92' Ranger XLT, 2.9 V6, electronic 4WD
single cardan 2-piece driveshaft
 
I don't think this is the right one. The one from your web page has 3 bellows. Mine has a 4th bellow at the narrow end of the boot.

92' Ranger XLT, 2.9 V6, electronic 4WD
single cardan 2-piece driveshaft
sorry should have specified that it fits a 94 ranger 2 piece drive shaft 4.0l
 
No problem. I think I will have to improvise something eventually.
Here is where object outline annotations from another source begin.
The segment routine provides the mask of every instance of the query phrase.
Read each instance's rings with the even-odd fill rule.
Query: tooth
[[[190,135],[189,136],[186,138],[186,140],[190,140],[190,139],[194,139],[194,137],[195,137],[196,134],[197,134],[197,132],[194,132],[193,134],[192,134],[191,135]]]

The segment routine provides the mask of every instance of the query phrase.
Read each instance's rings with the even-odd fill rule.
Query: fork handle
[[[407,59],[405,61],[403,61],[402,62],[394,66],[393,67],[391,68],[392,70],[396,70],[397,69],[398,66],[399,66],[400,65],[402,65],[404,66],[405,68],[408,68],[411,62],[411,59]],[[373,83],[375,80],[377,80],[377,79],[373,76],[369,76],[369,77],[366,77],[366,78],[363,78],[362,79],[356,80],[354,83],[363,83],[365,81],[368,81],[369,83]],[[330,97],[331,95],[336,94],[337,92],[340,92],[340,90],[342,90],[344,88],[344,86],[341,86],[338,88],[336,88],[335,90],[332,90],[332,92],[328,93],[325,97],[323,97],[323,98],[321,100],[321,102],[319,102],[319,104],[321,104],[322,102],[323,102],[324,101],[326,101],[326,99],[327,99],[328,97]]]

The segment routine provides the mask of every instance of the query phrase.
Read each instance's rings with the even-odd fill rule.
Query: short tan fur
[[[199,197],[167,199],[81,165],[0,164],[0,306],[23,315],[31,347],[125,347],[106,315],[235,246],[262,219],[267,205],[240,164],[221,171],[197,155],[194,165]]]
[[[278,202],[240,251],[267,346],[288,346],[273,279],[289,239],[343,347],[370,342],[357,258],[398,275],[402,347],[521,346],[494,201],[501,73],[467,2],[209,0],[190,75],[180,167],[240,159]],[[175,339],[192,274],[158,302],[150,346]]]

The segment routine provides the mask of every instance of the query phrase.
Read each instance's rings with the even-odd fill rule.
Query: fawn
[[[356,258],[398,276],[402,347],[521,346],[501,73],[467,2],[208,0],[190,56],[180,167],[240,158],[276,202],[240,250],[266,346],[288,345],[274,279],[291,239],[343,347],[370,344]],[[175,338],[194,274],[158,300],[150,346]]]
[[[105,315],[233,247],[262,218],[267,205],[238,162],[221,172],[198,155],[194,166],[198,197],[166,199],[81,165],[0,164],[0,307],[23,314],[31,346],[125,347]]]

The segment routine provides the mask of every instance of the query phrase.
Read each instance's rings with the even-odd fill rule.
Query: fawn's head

I have heard a few people say they drive without a rubber slip yoke boot.
 
I'll have to do this another day. I need to buy new flange bolts just in case. And I need to soak the driveshaft flange bolts in PB Blaster before removing also
 
I'll have to do this another day. I need to buy new flange bolts just in case. And I need to soak the driveshaft flange bolts in PB Blaster before removing also
Heat. If they’ve never been removed, Ford used yellow locktite which “requires heat” for removal. Usually my M18 impact and a 12-point socket works and I have got them with breaker bars, but yeah, they’re probably glued. You should use locktite when it goes back together, I typically clean the threads and use blue and just snug them down real good. They should be grade 10.9 bolts with a 12mm 12-point head. I forget the thread offhand, it’s a metric thread. I bought some “generic“ replacements of the right size when I ended up short on them from McMaster Carr, which turned out to be ARP bolts with a 14mm 12-point head.
 
No problem. I think I will have to improvise something eventually.
I have heard a few people say they drive without a rubber slip yoke boot.
You could drive without the rubber boot if you grease it more often. The boot keeps dirt and water out, and keeps the grease in and clean.
 
Yes, I have removed them before with a 12mm knurled splined socket. I picked up new Dorman part# 80992 driveshaft flange bolts. They come with dried orange threadlocker. You're correct. The bolt heads have 12 points or splines. I have a MAPP gas kit too, which got me out of a jam more than once.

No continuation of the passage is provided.